In severe: in the late 1980s, it was plenty to be Bayesian. Or, perhaps I should decide, Bayesian data analysis was in its artisanal revolution of time, and we tended to be blissfully uninformed about the dependence of our inferences up~ subtleties of the functional forms of our models. Or, to utter a more positive spin on things: when our inferences didn’t make judgment, we changed our models, hence the methods we used (in concoct with the prior information implicitly encoded in that clear-sounding phrase, “make sense”) had upper hand statistical properties than one would reflect based on theoretical analysis alone. Real-globe inferences can be superefficient, as Xiao-Li Meng efficiency say, because they make use of silent knowledge.
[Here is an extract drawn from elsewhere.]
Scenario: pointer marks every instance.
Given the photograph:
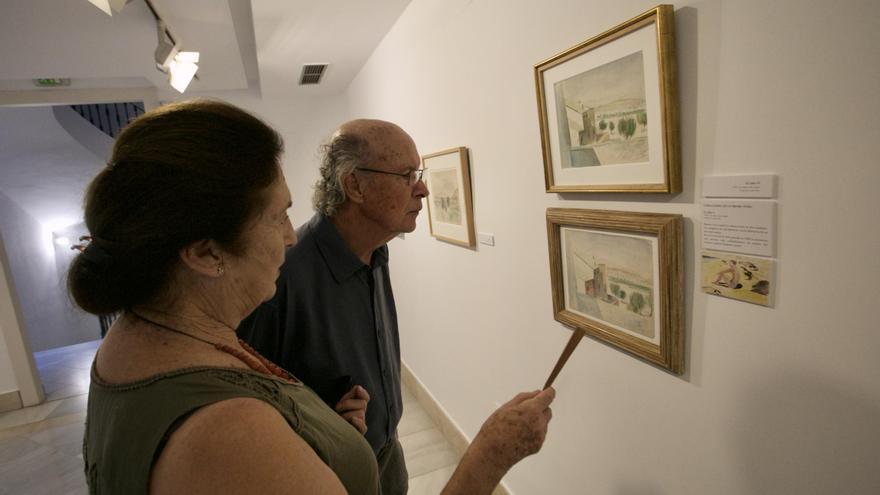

In recent years, however, Bayesian methods (or, added generally, regularization, thus including lasso and other methods that are alone partly in the Bayesian fold) esteem become routine, to the extent that we poverty to think of them as defaults, what one. means we need to be concerned here and there . . . their frequency properties. Hence the re-emergence of truly empirical Bayesian ideas like as weakly informative priors, and the re-emergence of research on the systematic properties of inferences based attached different classes of priors or regularization. Again, this aggregate represents a big step beyond the traditional classification of distributions: in the rude or empirical Bayesian perspective, the suitable properties of a prior distribution be pendent crucially on the data model to that it is linked.
So, over 25 years subsequent to taking Carl’s class, I’m continuing to observe the centrality of his work to present statistics: ideas from the early 1960s that were in ~ people ways ahead of their time.
Let me conclude through the observation that Carl seemed to us to have ~ing a “man out of time” in c~tinuance the personal level as well. In 1989 he seemed ageless to us one as well as the other physically and in his personal qualities, and indeed I tranquillize view him that way. When he came to Harvard he was not young (I imagine he was about the same duration of existence as I am now!) but he had, for the re~on that the saying goes, the enthusiasm of young persons the rising generation, which indeed continues to stay through him. At the same time, he has ever been even-tempered, and I wait for that, in his youth, people remarked on the subject of his maturity. It has been intimately fifty years since Carl completed his training, and his ideas remain fresh, and I go on to enjoy his warmth, humor, and insights.
There are plane more benefits of taking in antioxidants further fighting disease as well.